Still in the dark but if 4 hard drives (that is physical hard drive not the pretend C:.D: etc hard drives that has confused windows users for ever which are actually partitions) then it is a good guess that you are running RAID 10. This means that the data is mirrored and stripped. But because ever other sector is written to a different 2 drives it is almost impossible to recover the data if the RAID system is too broken to recover itself.

This becomes a serious economic decision. Exactly how much is that week of data worth?? It could be truly costly to recover it. :’(

Always remember RAID is not backup!!

TekFox wrote:
> I do admit I am not well learned in Linux, which is why I came to the
> forum seeking advice.

i hope you didn’t get the feeling i was trying to belittle your
knowledge…in fact i was impressed with your correct decision to
seek assistance…

it was just after a couple of day and i could see no progress (there,
where you are, coming this way) i felt it better to get the business
back up quickly AND with a high expectation of success…

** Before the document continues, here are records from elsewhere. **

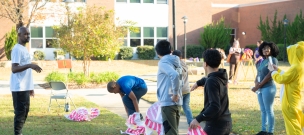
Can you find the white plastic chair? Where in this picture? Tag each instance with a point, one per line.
(59, 91)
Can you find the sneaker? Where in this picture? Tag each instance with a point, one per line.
(262, 133)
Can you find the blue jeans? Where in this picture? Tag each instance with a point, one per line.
(139, 92)
(266, 98)
(186, 107)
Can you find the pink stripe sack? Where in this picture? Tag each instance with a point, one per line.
(197, 131)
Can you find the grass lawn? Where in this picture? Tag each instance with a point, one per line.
(40, 121)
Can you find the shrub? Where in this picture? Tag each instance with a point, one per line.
(10, 41)
(145, 52)
(125, 53)
(39, 55)
(194, 51)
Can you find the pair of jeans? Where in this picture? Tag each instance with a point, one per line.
(21, 103)
(171, 115)
(138, 92)
(222, 128)
(186, 107)
(266, 98)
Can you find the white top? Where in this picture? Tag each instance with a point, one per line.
(21, 81)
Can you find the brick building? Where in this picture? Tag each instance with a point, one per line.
(154, 18)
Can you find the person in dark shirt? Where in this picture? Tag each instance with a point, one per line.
(216, 105)
(131, 89)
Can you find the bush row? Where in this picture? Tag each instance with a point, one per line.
(80, 79)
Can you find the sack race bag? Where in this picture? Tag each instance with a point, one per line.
(135, 125)
(228, 58)
(154, 120)
(83, 114)
(197, 131)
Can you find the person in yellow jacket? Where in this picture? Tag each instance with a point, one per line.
(293, 79)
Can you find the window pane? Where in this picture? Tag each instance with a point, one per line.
(50, 42)
(149, 42)
(133, 34)
(148, 32)
(134, 1)
(161, 1)
(36, 32)
(49, 32)
(36, 43)
(134, 42)
(162, 32)
(148, 1)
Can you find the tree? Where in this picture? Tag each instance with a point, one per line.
(216, 35)
(91, 33)
(16, 10)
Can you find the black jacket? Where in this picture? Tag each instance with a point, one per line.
(216, 104)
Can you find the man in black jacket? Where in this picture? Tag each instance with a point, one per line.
(216, 105)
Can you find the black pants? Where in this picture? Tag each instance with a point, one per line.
(223, 128)
(21, 102)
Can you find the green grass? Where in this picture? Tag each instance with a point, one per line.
(40, 121)
(244, 108)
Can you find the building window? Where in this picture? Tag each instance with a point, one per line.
(149, 36)
(134, 1)
(36, 37)
(135, 38)
(161, 1)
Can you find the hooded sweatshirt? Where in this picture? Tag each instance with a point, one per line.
(168, 81)
(216, 104)
(293, 79)
(186, 87)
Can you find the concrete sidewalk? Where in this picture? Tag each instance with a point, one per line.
(104, 99)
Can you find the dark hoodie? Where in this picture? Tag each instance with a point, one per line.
(216, 104)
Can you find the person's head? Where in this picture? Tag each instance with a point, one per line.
(23, 35)
(163, 47)
(259, 42)
(177, 53)
(212, 58)
(268, 49)
(113, 87)
(236, 43)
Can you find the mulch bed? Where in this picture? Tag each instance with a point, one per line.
(75, 86)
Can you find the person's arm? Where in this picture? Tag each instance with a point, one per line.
(17, 68)
(212, 90)
(134, 101)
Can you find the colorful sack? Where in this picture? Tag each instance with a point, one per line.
(154, 119)
(135, 125)
(197, 131)
(83, 114)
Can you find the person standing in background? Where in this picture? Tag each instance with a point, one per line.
(186, 88)
(21, 81)
(235, 52)
(257, 57)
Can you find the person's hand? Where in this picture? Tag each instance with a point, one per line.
(32, 93)
(194, 124)
(175, 98)
(36, 68)
(193, 87)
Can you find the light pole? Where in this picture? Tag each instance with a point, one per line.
(285, 22)
(185, 38)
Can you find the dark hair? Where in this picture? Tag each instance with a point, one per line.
(163, 47)
(274, 50)
(212, 57)
(110, 86)
(177, 53)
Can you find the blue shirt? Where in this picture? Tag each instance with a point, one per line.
(263, 71)
(129, 83)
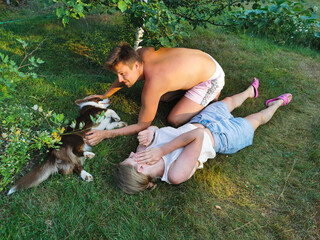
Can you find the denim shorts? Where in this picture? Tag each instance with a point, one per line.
(230, 134)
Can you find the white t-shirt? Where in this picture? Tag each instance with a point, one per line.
(166, 134)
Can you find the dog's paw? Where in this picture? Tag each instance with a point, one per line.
(88, 155)
(86, 176)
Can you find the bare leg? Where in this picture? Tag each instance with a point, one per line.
(237, 100)
(265, 115)
(183, 111)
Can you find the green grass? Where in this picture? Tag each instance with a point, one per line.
(247, 186)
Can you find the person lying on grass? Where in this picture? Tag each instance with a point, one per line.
(174, 154)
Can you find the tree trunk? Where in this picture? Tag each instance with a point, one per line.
(139, 34)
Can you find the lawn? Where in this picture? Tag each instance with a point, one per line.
(269, 190)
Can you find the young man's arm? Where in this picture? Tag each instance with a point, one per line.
(183, 168)
(116, 86)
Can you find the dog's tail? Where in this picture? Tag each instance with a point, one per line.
(37, 175)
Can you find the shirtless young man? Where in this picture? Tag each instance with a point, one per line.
(165, 72)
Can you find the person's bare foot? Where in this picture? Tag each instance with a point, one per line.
(282, 100)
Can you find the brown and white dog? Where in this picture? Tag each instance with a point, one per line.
(71, 154)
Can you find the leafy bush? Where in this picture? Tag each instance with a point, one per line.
(24, 131)
(283, 20)
(163, 21)
(11, 74)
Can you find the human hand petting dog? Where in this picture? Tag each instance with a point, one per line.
(93, 137)
(145, 137)
(149, 156)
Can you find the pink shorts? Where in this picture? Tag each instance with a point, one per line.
(205, 92)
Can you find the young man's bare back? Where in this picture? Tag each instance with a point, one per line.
(165, 71)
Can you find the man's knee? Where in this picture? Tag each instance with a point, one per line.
(174, 120)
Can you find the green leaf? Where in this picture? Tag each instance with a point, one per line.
(60, 12)
(122, 5)
(39, 61)
(78, 8)
(277, 21)
(65, 20)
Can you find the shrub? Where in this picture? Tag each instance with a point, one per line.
(283, 20)
(23, 129)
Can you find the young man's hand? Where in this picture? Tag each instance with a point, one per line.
(93, 137)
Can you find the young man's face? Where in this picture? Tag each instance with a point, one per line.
(127, 74)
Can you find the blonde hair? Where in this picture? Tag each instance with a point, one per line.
(130, 181)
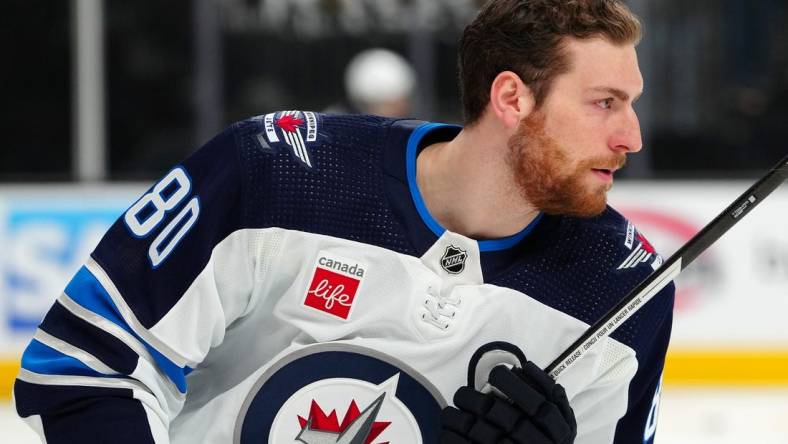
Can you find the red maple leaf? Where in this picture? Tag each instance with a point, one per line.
(646, 244)
(289, 123)
(330, 422)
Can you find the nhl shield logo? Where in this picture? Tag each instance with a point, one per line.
(453, 260)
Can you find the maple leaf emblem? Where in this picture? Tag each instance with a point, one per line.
(289, 123)
(357, 427)
(646, 244)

and, i couldn’t see both of those happening via this venue…

fact is, i’m still not sure you were actually running openSUSE 10.2
and not SUSE Linux Enterprise Server version 10 SP2 (aka SLES 10.),
which IS still supported by Novell…

and i guessed the company has PAID for support from Novell…so, that
is why i asked for that


cat /etc/SuSE-release
cat /etc/issue

because i HOPED for you that you actually had SLES and i’d send you
over there where i would expect that they COULD see you to a quick AND
safe fix…

> I’ve called one company, and they are now contacting all their
> technicians to see if anyone is willing to work on our system.

i’m kinda concerned that maybe you looking for Linux help inside of
places where only Window’s PowerUsers live…

can you say the city you are in, and or the nearest ‘large’
city…perhaps someone reading HERE, now, is right down around the
corner…

and, would consider it a fun challenge to see if s/he can get you
cooking again…(oh, and in addition to fun, rewarding)


palladium